Go out in stormy weather, as in We've just about run out of food; I'll brave the elements and walk to the store. The use of elements for atmospheric agencies dates from the early 16th century but is rare today except in this expression, which is often used hyperbolically.
See also: brave, element

brave out

To endure something with great courage: The explorers braved out the hot weather and dangerous animals during their journey. It will be a tough game against such strong players, but you should brave it out and play as well as you can.
See also: brave, out
References in classic literature ?
On the left of the surintendant sat Madame de Belliere; on his right was Madame Fouquet; as if braving the laws of the world, and putting all vulgar reasons of propriety to silence, the two protecting angels of this man united to offer, at the moment of the crisis, the support of their twined arms.
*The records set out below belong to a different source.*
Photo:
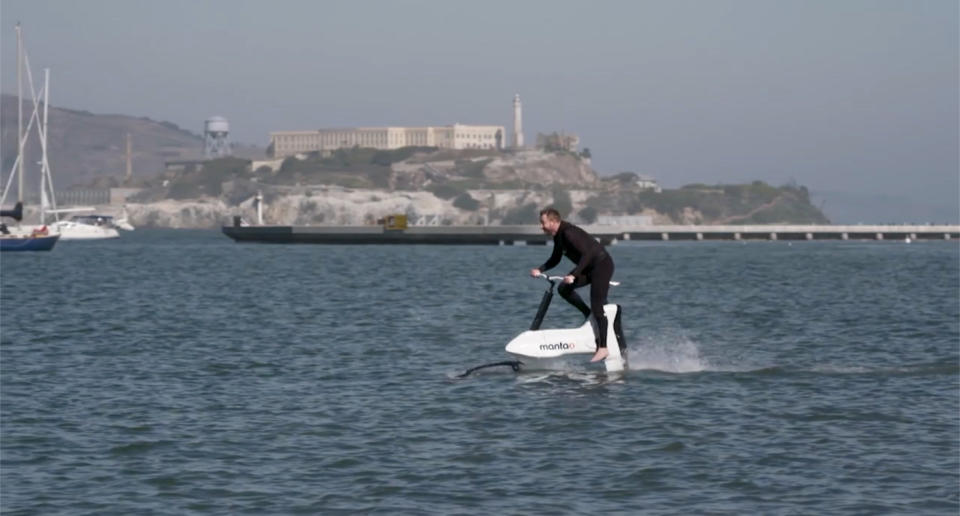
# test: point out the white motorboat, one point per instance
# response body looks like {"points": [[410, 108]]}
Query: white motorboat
{"points": [[86, 227]]}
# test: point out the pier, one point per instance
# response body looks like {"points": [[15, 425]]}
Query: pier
{"points": [[531, 234]]}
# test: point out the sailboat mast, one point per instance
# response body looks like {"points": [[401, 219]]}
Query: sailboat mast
{"points": [[20, 113], [45, 173]]}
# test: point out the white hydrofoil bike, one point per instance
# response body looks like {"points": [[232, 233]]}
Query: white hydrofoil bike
{"points": [[546, 349]]}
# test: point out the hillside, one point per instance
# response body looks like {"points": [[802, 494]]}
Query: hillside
{"points": [[84, 148], [358, 186]]}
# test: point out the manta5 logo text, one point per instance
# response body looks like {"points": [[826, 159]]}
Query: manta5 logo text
{"points": [[562, 345]]}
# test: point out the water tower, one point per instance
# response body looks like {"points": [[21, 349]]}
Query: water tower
{"points": [[216, 141]]}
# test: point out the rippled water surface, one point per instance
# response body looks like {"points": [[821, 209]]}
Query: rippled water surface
{"points": [[176, 372]]}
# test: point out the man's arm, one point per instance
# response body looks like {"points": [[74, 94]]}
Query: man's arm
{"points": [[555, 256], [587, 246]]}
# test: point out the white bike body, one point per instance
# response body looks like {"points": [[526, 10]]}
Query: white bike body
{"points": [[541, 348]]}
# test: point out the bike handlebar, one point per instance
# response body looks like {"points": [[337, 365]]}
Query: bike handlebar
{"points": [[552, 279]]}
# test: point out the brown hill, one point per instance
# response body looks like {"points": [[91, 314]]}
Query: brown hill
{"points": [[86, 148]]}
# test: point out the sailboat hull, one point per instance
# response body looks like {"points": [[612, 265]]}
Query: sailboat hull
{"points": [[28, 243]]}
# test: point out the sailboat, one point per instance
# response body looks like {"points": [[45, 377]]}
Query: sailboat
{"points": [[22, 237]]}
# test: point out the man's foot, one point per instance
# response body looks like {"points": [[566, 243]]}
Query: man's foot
{"points": [[601, 354]]}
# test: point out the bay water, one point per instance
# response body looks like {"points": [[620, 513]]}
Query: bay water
{"points": [[177, 372]]}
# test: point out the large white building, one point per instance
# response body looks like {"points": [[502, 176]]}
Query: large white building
{"points": [[456, 136]]}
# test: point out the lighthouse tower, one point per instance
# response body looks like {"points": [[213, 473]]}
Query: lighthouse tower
{"points": [[517, 122]]}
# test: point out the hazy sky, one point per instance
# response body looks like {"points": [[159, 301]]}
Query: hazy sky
{"points": [[857, 100]]}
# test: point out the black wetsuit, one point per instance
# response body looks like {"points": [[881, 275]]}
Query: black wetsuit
{"points": [[594, 268]]}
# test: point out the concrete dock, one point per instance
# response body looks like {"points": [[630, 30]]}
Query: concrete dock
{"points": [[531, 234]]}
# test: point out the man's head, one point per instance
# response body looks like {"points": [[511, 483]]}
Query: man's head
{"points": [[550, 221]]}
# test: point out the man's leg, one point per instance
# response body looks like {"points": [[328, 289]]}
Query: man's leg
{"points": [[599, 288]]}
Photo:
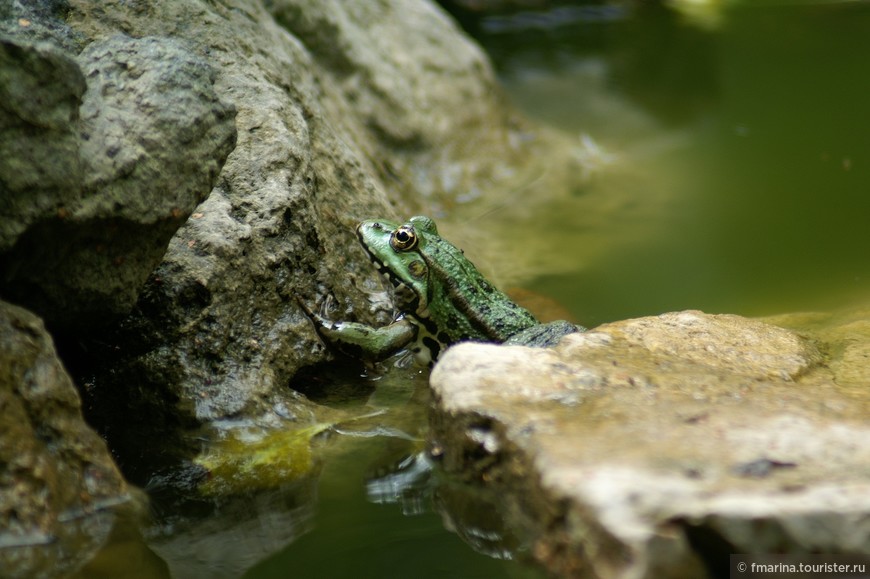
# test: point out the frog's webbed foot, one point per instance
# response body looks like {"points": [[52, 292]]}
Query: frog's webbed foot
{"points": [[360, 340], [544, 335]]}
Her father lay in some secret place to avoid his creditors, reduced, between sickness and poverty, to the verge of death, and she, a child,--we might almost think, if we did not know the wisdom of all Heaven's decrees --who should have blessed a better man, was steadily braving privation, degradation, and everything most terrible to such a young and delicate creature's heart, for the purpose of supporting him.
Coarse slander, fire, tar and feathers and the gibbet, the youth may freely bring home to his mind and with what sweetness of temper he can, and inquire how fast he can fix his sense of duty, braving such penalties, whenever it may please the next newspaper and a sufficient number of his neighbors to pronounce his opinions incendiary.
Instead, however, of braving the resentment of his father, of whose fierce nature, when aroused, he had had too frequent evidence to excite it wantonly, he turned upon the cowering person of Abiram, observing with a sneer--
But, some years afterwards, a man was sentenced to die the same death, who was a gipsy too; a sunburnt, swarthy fellow, almost a wild man; and while he lay in prison, under sentence, he, who had seen the hangman more than once while he was free, cut an image of him on his stick, by way of braving death, and showing those who attended on him, how little he cared or thought about it.
Her first flush came from anger, which gave her a transient power of defiance, and Tom thought she was braving it out, supported by the recent appearance of the pudding and custard.